3.2.2 A crise do modelo fordista: acumulação flexível e segmentação turística

Segundo Swyngedouw (1989 apud GONZÁLEZ, 2005), o Modo de

Regulação Fordista escondia uma contradição espacial inerente, uma vez que o

modo de regulação baseava-se na escala nacional, e o regime de acumulação e a

divisão do trabalho haviam tomado proporções internacionais, inclusive em países

menos industrializados.

Logo, na transição das décadas 1960/1970 irrompe a crise fordista e

o combate aberto à sua rigidez (até então apreendida nos investimentos, sistemas

de produção em massa e contratos trabalhistas) como uma das estratégias

adotadas para enfrentar a crise (BENKO, 1999). A desvalorização da força de

trabalho, a utilização das virtualidades tecnológicas, baixa rentabilidade do modo

produtivo e a internacionalização dos mercados e produção foram mudanças

significativas resultantes do esfacelamento do fordismo.

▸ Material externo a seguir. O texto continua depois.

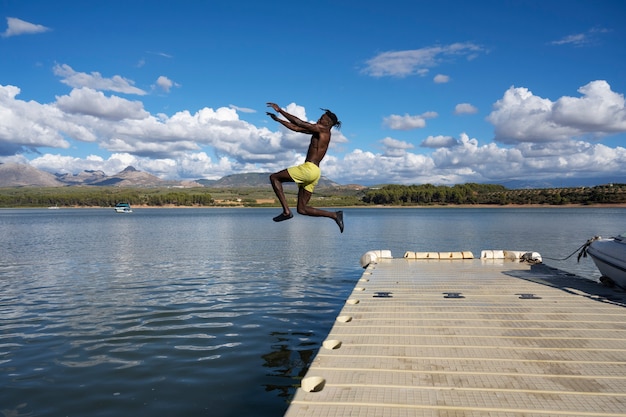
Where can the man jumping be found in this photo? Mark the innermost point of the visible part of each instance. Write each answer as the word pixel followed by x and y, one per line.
pixel 308 174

Mesmo se constatando que nem todos foram atingidos por seus

benefícios nos anos dourados - pois a atuação de maior força deu-se nos países

capitalistas centrais -, a maioria dos países periféricos compartilharam o ideal desse

modelo (LIPIETZ, 1991), e as implicações de sua crise tiveram proporções mundiais.

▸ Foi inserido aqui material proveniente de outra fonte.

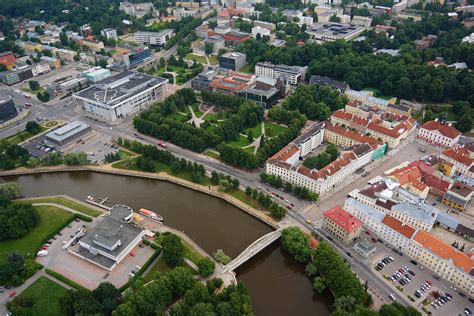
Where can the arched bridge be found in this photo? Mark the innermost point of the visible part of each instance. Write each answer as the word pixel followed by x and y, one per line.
pixel 253 249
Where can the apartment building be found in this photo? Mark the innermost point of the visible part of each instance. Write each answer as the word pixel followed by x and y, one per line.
pixel 439 134
pixel 342 225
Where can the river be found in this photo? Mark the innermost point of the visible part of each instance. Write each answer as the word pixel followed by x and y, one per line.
pixel 276 282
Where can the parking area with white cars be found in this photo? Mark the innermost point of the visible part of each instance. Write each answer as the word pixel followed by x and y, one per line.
pixel 420 285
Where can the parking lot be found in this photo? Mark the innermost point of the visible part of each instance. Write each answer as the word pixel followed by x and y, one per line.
pixel 430 294
pixel 85 273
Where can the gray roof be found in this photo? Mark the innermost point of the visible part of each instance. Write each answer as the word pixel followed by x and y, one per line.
pixel 447 220
pixel 119 87
pixel 67 130
pixel 424 213
pixel 377 215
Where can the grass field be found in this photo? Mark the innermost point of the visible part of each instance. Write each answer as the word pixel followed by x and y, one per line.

A passagem para o novo regime de acumulação acompanha-se de mudanças fundamentais multiformes nos modos de produção e de consumo, nas transações e nos mecanismos institucionais de regulação das relações sociais. Eles induzem uma reestruturação espacial da sociedade inteira, redefinição do conteúdo ideológico dos espaços, estabelecimento de nova divisão social e espacial do trabalho, criação de novos espaços de produção e de consumo etc. (BENKO, 1999 p.29).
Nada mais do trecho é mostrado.